なぜ、それが複雑で厄介なのかは、大きくわけてモデルたちを取り巻くポートレート撮影や写真界隈の文脈と、その外側、つまり社会の主流を構成する文化や言論人界隈のそれというふたつの側面が、相互にゆるく関連していたためだ。

まず、ポートレート撮影や写真界隈の文脈だが、ソーシャルメディア経由で募集に応じるモデルのほとんどすべてはプロダクションに所属しないフリーランスで、さらにその多くは「被写体」と自称する、あるいは他称される人々だった。
彼らが被写体と自称し、または他称される理由のひとつは、プロダクションに所属する専業プロ、あるいはセミプロとの差別化、それも下位存在としてのそれだった。
この、強い表現を用いるなら差別的ですらある「被写体」という言葉は、少なからず撮影するカメラマンや作品を掲載する媒体側の意識を反映したところがあり、すこし前まで職業カメラマンや大手媒体から使い捨て扱いされ、ひどい場合は報酬未払いやセクハラなどの問題もあった(ただし、報酬未払いやセクハラという問題は被写体のみに限らず、プロダクション所属のモデルもしばしば直面している)。
ただ、彼らが「ファッションあるいはグラビアモデルとして体系的な教育、訓練を受けていない」としても、レイヤーや地下アイドルを兼ねていることが非常に多く、また活動の一環として音楽やダンス、演劇、歌唱、発声などのトレーニングを積んでいることは少なくない。さらに水着やコスプレもふくめ撮影時の衣装は自弁が基本で、独自にポージングなどを研究しているモデルも非常に多く、プロダクション所属のセミプロはもちろん、専業プロとも技術面の差はそこまで大きいとは言えないところもある

また、モデル自身によるネットでの個人発信が社会的な力を持つようになり、特に印刷媒体を始めとする旧来型の媒体が相対的に影響力を弱めていったこと、さらにデジカメと現像編集アプリの普及でアマチュアカメラマンの水準が上昇したことなどから、ソーシャルメディア経由で募集に応じるモデルの水準や意識が向上し、被写体という言葉の持つ否定的な意味は徐々に薄れていったと思える。
加えて、ソーシャルメディア経由で人気を集めたモデルが印刷媒体やカメラショーなどで活躍するようになり、プロダクションも撮影イベントなどではソーシャルメディアでアマチュアカメラマンを募集するなど、被写体とモデルの境界が曖昧になり、言葉そのものの意味も変化していった。

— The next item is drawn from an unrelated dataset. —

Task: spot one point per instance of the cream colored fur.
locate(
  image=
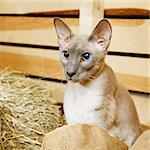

次に、社会の主流を構成する文化や言論人界隈の文脈だが、これはポートレート撮影や写真界隈における被写体の位置づけが向上するに従って発生したように考えている。それは、ざっくり言ってしまうと「グラビアやコスプレは女性を性的な存在として貶め、社会的な地位を低下させる表現」として攻撃する文脈である。
いわゆる被写体の最大多数は女性だったが、トランスも含めた異性装者も少なくはなく、それは男性モデルよりも多いのではないかとさえ思えるほどだった。とはいえ、異性装者のなかでも男装女性やトランス男性(いわゆるFtM)は限られていたため、自分の作品もふくめ大半が「女性の姿を撮影したもの」となる。
そして、作品で表現する内容は「既存のジェンダー観を追認、強化するもの」として、強い批判の的となった。
また、ジェンダー的な観点からの批判と並行して、先に触れたような
職業カメラマンや大手媒体から使い捨て扱いや、報酬未払い、セクハラなどの問題が少なくないことの背景に、当事者の女性差別的な意識があるとの指摘もなされ、表現とジャンルの両面が否定的に受け止められたのである。
ややこしいことに、それらとほぼ同時期にフェミニストによるトランス女性や異性装者への攻撃も始まり、モデルにはトランスや異性装者が少なからぬふくまれていたため、ポートレート撮影をめぐる屈折をより複雑に、わかりにくくしているのであろうとも思う。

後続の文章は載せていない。